Dirk StemerdingView all speakers
Dirk Stemerding is working as a senior researcher Technology Assessment at the Dutch Rathenau Instituut. He participated in the European project Synthetic Biology for Human Health: Ethical and Legal Issues (SYBHEL 2009-2012) in which he was responsible for the work package on public policy. He also contributed to the STOA project Making Perfect Life: bio-engineering in the 21st century (2009-2012).
He is currently leading a work package on synthetic biology in the European project Global Ethics in Science & Technology (GEST 2011-2014) and is involved in a Future Panel project on public health genomics which is part of the European project Parliaments and Civil Society in Technology Assessment (PACITA 2011-2015). In the next four years he will be involved as work package leader in a European Mobilisation and Mutual Learning Action Plan on synthetic biology.

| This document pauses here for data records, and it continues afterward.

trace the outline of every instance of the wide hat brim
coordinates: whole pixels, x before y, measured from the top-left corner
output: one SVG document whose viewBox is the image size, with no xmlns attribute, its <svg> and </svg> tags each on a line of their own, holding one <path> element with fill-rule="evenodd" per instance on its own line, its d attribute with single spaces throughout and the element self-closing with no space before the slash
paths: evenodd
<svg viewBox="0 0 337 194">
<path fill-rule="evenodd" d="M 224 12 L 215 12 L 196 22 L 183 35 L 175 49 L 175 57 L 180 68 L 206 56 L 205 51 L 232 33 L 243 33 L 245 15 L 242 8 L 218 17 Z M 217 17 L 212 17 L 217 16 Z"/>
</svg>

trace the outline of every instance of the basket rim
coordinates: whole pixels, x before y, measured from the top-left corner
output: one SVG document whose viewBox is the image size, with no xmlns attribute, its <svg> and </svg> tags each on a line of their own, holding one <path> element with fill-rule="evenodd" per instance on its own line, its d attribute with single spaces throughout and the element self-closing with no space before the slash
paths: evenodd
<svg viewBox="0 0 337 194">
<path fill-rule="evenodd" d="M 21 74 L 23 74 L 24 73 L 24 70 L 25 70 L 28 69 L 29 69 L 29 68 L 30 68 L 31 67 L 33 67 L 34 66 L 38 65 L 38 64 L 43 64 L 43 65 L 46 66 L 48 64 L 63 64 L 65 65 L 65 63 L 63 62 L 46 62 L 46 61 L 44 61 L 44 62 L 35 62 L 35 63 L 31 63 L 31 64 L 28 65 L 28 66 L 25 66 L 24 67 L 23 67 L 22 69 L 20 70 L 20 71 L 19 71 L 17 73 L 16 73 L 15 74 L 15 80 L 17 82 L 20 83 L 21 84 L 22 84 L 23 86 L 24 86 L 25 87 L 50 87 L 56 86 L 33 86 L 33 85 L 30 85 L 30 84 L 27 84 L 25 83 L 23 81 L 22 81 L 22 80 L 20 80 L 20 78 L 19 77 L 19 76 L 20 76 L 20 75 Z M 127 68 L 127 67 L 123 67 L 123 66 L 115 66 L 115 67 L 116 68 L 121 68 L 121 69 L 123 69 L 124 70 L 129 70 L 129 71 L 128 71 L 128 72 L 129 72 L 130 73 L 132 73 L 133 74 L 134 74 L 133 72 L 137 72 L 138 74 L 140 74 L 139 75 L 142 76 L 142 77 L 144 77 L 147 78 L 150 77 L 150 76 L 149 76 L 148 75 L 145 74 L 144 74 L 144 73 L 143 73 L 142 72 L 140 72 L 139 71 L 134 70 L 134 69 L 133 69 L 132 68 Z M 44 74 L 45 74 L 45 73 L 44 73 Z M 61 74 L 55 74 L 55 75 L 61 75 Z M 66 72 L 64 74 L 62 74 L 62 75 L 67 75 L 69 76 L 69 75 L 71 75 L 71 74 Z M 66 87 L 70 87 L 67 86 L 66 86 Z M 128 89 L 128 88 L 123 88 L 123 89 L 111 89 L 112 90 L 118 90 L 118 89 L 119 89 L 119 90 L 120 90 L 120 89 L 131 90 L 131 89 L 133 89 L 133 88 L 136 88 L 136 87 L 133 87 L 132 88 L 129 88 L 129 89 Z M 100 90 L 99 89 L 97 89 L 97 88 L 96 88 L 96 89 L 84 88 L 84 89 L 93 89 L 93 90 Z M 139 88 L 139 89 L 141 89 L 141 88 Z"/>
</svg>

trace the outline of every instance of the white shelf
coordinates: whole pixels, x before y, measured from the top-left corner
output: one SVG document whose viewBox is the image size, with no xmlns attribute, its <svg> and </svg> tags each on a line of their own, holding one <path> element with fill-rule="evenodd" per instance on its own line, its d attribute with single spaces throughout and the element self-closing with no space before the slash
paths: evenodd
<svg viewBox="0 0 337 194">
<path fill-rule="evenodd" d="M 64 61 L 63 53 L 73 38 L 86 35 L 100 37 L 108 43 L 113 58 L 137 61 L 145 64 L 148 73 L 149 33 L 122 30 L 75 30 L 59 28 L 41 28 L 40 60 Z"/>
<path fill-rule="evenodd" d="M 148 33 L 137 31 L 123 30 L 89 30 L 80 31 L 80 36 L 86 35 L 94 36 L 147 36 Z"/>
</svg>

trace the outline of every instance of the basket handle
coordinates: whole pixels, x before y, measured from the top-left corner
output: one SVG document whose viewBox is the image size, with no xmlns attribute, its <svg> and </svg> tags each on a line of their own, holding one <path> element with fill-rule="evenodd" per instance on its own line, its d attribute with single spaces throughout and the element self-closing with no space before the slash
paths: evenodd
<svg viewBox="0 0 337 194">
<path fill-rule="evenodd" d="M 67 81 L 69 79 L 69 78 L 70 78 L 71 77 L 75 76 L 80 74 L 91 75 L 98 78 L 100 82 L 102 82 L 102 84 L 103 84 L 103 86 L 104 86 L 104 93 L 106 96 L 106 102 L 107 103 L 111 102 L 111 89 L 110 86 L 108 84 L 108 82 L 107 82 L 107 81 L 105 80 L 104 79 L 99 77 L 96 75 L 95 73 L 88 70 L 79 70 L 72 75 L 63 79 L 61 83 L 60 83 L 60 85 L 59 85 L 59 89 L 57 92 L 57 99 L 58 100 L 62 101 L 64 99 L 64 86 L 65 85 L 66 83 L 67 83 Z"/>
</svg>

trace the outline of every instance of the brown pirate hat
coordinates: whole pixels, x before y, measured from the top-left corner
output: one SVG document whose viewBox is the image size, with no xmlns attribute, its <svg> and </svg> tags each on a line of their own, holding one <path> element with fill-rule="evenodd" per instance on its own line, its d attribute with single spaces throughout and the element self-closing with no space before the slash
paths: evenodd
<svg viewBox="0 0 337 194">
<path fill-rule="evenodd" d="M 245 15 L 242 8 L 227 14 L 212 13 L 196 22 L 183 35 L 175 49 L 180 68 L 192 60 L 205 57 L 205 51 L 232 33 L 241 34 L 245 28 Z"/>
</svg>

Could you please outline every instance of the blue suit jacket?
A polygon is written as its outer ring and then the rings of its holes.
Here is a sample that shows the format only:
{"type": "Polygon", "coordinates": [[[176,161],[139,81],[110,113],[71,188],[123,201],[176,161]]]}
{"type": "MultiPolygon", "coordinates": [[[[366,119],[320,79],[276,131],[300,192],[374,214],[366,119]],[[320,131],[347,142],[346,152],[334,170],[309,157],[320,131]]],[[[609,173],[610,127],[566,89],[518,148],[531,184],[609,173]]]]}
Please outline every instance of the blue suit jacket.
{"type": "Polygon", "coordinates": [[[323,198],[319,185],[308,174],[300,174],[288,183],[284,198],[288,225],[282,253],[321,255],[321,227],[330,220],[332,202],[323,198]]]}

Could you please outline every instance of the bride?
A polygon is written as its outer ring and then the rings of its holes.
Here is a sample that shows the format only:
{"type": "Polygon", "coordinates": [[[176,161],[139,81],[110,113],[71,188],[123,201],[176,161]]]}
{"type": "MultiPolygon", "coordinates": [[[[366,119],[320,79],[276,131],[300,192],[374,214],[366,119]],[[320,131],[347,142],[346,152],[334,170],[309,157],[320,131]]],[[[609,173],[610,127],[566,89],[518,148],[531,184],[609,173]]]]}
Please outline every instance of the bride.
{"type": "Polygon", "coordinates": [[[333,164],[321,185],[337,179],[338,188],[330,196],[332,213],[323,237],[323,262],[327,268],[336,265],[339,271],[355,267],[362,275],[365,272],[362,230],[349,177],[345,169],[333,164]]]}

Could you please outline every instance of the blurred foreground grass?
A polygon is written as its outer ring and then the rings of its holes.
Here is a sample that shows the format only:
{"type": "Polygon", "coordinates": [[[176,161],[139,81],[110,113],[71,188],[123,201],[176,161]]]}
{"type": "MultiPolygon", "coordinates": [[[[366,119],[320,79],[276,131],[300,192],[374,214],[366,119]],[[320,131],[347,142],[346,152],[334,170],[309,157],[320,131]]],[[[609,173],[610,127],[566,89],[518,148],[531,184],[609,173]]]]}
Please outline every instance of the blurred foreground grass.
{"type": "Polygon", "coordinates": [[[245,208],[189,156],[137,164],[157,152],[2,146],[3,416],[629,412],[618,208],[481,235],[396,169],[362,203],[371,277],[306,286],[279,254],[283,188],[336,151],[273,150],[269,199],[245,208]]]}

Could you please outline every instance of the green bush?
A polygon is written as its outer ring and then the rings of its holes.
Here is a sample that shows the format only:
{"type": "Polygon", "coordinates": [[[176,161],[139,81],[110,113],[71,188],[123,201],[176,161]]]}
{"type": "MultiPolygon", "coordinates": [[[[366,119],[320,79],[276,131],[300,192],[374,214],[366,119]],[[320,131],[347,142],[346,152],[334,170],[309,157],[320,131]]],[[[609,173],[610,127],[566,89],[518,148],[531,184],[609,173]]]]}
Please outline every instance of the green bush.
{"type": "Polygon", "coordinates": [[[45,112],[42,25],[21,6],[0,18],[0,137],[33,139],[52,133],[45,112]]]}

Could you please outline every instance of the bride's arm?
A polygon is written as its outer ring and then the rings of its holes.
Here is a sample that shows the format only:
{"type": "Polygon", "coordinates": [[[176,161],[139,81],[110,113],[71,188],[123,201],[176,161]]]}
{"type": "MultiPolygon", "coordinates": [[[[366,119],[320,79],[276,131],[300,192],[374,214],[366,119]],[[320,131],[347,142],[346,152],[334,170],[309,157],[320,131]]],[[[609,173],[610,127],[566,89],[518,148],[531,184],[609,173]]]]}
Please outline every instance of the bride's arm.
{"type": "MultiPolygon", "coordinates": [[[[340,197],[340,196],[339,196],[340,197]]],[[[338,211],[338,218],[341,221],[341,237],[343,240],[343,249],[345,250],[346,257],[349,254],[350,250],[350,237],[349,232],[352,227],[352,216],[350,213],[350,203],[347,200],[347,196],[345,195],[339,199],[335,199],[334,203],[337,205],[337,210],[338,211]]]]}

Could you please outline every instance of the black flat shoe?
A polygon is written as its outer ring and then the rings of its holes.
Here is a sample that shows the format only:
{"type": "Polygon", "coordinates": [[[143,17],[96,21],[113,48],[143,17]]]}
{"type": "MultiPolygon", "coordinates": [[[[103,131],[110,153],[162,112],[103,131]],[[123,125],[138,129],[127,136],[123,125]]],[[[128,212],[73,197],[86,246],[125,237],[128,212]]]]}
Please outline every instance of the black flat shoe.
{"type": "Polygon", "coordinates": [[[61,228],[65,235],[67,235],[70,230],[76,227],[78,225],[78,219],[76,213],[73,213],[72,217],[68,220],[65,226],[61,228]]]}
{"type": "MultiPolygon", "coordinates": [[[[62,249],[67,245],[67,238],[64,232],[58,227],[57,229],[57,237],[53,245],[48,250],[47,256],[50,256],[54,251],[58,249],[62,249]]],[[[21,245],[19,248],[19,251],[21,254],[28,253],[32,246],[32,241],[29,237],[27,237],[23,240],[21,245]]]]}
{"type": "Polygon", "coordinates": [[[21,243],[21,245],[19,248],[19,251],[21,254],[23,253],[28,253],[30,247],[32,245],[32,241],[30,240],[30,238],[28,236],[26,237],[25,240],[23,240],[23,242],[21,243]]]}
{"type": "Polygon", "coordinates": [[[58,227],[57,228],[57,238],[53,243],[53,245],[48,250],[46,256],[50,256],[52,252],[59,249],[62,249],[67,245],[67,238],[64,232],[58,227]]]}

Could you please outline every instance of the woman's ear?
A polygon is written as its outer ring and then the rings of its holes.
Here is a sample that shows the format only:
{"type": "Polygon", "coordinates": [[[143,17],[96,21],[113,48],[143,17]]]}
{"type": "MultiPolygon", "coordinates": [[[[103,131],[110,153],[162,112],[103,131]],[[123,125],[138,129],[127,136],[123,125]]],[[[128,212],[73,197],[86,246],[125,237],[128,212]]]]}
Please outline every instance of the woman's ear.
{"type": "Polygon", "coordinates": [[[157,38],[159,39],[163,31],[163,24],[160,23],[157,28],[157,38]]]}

First Author: Dr. Conor M.W. Douglas
Other Author: Dirk Stemerding
SynBio practices are being positioned to address major global health issues through advanced vaccine development, diagnostics, drug synthesis, and the detection and remediation of environmental toxins. Such research is –and stands to be- growing in many parts of the globe, and to include ‘smaller players’ (i.e. iGEM, DIY-Bio), in part due to the particular features of standardization, abstraction, and modular open source parts. To be sure, SynBio is a global endeavour, it has potential for global health, but it will also require global governance. Our understanding of ‘governance’ is not unduly focussed on risks and other potentially negative implications. Instead we understand governance to be the set of institutions and practices involved in the inclusive steering of science and technology towards socially desirable outcomes. This paper reports on original social science research undertaken in project ‘Synthetic Biology for Human Health – Ethical and Legal Issues’ as a part of EU’s FP7 Science and Society program (www.sybhel.org). We report on a workshop we organized for global health experts, SynBio researchers, policy makers and others to identify the positives and productive policy and governance steps that would be needed to foster SynBio addressing major global health issues. Our work outlines the relationship between patent systems, institutional infrastructures, and global health improvements, and discuss some alternative incentive mechanisms for SynBio innovation in global health. We then shift to re-examine what positive and productive governance could mean for SynBio and global health by exploring the role of DIY-Bio and amateur communities, and how opening the research and development discourse in SynBio to various kinds of end-users could facilitate the global uptake and success of its products. Our conclusion suggests roles policy actors could play in fostering positive and productive governance, and the effects what a SynBio roadmap for global health could have in this regard.